The theme of the talks for the evening was a consideration of the practice of inversions, charting the various benefits of or reasons for this practice and how the emphasis has changed through time, from medieval to the modern day — varying from a practice of tapas and thereby acquiring some sort of mystic powers, through physiological and scientific reasons (blood pressures and oxygen replenishment), or energetic subtle body stuff (retention of nectar, amrta, in the body), to spiritual awakenings or even ‘moral improvement’.
Some of the ideas presented seemed quite funny — but many are persistent in the yoga world. Whilst the audience giggled at the idea of headstand making one a better person and improving one’s moral outlook (sometimes linked explicitly to facilitating the practice of Brahmacarya, something about retention of semen, like the retention of amrta) I’ve been to a fair few classes where inversions, and the idea of turning one’s perspective upside-down, have been explicitly promoted as having a beneficial effect on one’s outlook, promoting flexibility of attitude much more than any explicit physical benefit. Not that the physical benefits aren’t also commonly touted in yoga classes also, and unquestioned by the majority of students, I think. But really I don’t know if standing on one’s head is always such a good idea, even though these are the postures many students crave.
I have a fledgling inversions practice at home behind closed doors. I’m not sure I’m really ready for these postures, but they call to me anyway. I don’t think it’s an ego thing — I’m not handstanding all over instagram in photogenic places, I’m just figuring out how to go upside-down, what it takes in my body and my mind. It used to feel like a big deal to be able to invert at all, but now that I can kick up a wall OK without freaking out from fear or worrying about knocking the wall down through lack of control, I find the interest shifts to notions of lightness, balance and grace, as well as wondering about the anatomical details of what’s needed and how to develop the proprioception in this plane. In that sense they’re just postures like any others in my practice, a place for exploration and observation.

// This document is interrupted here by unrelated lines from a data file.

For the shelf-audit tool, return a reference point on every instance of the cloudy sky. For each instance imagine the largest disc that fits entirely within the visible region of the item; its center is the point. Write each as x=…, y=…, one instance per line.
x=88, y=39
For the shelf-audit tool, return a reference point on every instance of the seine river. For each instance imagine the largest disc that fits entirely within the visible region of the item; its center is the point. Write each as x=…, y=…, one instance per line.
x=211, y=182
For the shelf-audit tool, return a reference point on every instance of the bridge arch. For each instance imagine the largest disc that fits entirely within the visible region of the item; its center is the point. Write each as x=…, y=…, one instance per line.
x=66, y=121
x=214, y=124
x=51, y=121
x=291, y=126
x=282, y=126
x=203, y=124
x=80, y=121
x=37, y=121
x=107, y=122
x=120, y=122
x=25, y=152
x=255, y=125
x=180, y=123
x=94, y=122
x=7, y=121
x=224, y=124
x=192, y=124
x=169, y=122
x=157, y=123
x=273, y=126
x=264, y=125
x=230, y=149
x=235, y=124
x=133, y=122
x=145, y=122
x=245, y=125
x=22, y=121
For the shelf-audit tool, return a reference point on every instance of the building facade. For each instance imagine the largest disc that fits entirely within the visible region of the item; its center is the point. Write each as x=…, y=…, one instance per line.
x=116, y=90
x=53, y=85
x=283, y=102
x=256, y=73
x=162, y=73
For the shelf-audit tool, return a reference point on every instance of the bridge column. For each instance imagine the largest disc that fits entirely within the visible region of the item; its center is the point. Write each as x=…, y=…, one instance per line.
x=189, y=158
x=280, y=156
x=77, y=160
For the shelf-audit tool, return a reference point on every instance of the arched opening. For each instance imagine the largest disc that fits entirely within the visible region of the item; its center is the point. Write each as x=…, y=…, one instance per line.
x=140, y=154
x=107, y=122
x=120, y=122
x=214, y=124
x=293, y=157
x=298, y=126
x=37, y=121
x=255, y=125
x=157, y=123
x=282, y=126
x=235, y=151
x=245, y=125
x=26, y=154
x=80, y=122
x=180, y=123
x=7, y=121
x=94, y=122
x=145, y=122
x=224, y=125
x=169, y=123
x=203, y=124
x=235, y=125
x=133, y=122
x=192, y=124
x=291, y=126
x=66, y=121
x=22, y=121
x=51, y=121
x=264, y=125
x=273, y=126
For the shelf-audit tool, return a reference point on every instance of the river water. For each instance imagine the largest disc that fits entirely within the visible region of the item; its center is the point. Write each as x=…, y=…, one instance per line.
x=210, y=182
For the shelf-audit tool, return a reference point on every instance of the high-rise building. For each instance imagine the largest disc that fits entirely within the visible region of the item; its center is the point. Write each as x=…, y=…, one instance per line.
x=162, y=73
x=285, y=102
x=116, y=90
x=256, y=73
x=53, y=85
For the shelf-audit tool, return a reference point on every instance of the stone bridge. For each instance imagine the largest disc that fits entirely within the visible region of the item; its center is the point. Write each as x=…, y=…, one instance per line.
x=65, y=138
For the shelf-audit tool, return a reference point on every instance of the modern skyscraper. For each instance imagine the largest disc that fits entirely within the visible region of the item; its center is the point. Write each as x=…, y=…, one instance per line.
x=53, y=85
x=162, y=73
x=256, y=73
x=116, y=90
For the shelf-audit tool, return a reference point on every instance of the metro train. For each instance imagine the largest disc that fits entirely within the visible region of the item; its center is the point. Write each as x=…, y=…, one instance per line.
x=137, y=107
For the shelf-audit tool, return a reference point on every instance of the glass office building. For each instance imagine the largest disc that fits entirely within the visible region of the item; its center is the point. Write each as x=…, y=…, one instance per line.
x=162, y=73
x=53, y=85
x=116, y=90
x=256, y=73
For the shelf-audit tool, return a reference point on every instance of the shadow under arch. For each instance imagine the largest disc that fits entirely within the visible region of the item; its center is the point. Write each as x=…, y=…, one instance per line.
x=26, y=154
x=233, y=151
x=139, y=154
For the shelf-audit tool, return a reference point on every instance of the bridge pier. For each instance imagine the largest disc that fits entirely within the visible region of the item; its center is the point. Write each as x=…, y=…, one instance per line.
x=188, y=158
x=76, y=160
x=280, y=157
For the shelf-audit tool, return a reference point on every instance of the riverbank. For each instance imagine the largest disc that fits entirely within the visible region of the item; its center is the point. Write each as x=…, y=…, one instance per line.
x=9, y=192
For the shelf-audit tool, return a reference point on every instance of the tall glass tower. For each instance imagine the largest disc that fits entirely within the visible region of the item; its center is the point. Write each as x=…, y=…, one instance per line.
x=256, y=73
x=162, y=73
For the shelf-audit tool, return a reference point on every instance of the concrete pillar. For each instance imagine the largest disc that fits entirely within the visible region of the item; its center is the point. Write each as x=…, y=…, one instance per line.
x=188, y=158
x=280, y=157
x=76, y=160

If asana practice is a place for self-observation, so too are train rides with the space they afford for reflection and thinking. As I ate my dinner on the train quite desperate for some food, I could feel how very tired I was after an evening in London on top of a busy day at work and an hour of teaching yoga. But this level of activity wouldn’t have been at all possible even a short time ago. To feel this well and energetic feels miraculous to me. To want to balance upside down on my head or my hands too can just seem like asking for too much!